Pathways to Zero Hunger

“Achieving Zero Hunger is our shared commitment.

Now is the time to work as partners and build a truly global movement to ensure the Right to Food for all and to build sustainable agriculture and food systems."

UN Secretary-General Ban Ki-moon,

Committee on World Food Security, Rome, 12 October 2015


Transforming Our Food Systems to Transform Our World

With the 2030 Agenda for Sustainable Development, the United Nations member-states have committed to a comprehensive, integrated and universal transformation. The Agenda is people-centred and based on human rights and social justice. Achieving the Sustainable Development Goals cannot happen without ending hunger and malnutrition and without having sustainable and resilient, climate-compatible agriculture and food systems that deliver for people and planet. This requires comprehensive efforts to ensure that every man, woman and child enjoy their Right to Adequate Food; women are empowered; and priority is given to family farming. It requires a renewed focus on how to respond to crises, while all the time building capabilities and resilience within individuals’ and communities’ long-term and proactive strategies that deliver for people and planet. Experience has shown that, with the right mix of policies and political leadership, and with all those who can contribute playing their role, ending hunger and undernutrition is possible.

The Zero Hunger Challenge was launched by United Nations Secretary-General Ban Ki-moon in 2012. The Zero Hunger vision reflects five elements from within the SDGs, which taken together, can end hunger, eliminate all forms of malnutrition, and build inclusive and sustainable food systems. The ZHC has contributed to a changed narrative. It has inspired action at country level and contributed to ensuring that food and nutrition security and sustainable agriculture have remained high on the global development agenda. It has encouraged all to work together towards ending hunger.


A lasting end to hunger and malnutrition cannot be achieved in isolation; achieving Zero Hunger calls for realizing the totality of the 2030 Agenda in ways that benefit everyone, everywhere. Mirroring the integrated nature of the 2030 Agenda, the ZHC promotes integrated approaches that respond to the multiple, interconnected causes of hunger and malnutrition. The comprehensiveness of the approach reflects the reality of the challenges people face everywhere as they seek better agriculture and food systems that deliver improved nutrition and sustainable and resilient rural communities. It appreciates the role of food systems in safeguarding ecosystems and biodiversity and promoting climate justice. Grounded in the right of everyone to have access to adequate, safe and nutritious food, the Zero Hunger vision can significantly contribute to the massive transformations needed to deliver on this ambitious Agenda.

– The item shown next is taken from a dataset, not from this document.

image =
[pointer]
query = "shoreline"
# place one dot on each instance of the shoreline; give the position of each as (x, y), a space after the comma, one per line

Within the 2030 Agenda, it is now the time to renew the call to action for zero hunger and malnutrition, and for the deep transformations required on agriculture and food systems to build an inclusive, safe, sustainable and resilient society. The ZHC provides a platform that brings together governments, civil society, the private sector, the United Nations system and others for collective impact in the area of food security, nutrition and sustainable food systems.  

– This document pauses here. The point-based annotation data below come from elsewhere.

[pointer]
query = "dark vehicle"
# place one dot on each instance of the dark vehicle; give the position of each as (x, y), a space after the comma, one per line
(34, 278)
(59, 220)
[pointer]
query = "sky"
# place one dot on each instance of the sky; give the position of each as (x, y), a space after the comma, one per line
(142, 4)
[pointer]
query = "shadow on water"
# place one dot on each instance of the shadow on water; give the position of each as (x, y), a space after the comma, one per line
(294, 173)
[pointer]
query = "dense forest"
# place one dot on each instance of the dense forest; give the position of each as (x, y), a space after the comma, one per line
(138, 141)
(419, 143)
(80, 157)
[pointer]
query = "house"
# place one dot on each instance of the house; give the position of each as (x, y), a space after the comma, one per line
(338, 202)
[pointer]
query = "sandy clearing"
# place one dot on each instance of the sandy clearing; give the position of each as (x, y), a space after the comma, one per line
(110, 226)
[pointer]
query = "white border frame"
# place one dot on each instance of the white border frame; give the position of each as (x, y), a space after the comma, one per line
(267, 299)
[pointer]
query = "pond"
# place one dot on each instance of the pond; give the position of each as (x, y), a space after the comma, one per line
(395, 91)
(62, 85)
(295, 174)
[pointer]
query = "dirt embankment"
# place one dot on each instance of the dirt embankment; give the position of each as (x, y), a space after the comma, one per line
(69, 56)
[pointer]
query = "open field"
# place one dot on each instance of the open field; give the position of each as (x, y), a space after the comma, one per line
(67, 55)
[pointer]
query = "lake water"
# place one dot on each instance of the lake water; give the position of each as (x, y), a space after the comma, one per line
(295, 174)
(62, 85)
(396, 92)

Ending hunger and malnutrition, delivering on the 2030 Agenda

Governments will lead implementation of the 2030 Agenda, including efforts to end hunger and create sustainable food systems. The five elements of the ZHC, if integrated into nationally-led SDG implementation strategies, can end hunger and pay dividends right across a broad range of SDGs.  Each element is aligned with the 2030 Agenda and will deliver outcomes across a range of the agenda’s goals and targets.


All Food Systems are Sustainable: From Production to Consumption

Sustainable food systems deliver food security and nutrition for all in such a way that the economic, social and environmental bases to generate food security and nutrition for future generations are not compromised. The effects of climate change will require sustainable and climate-compatible agriculture practices, including through diversifying production. 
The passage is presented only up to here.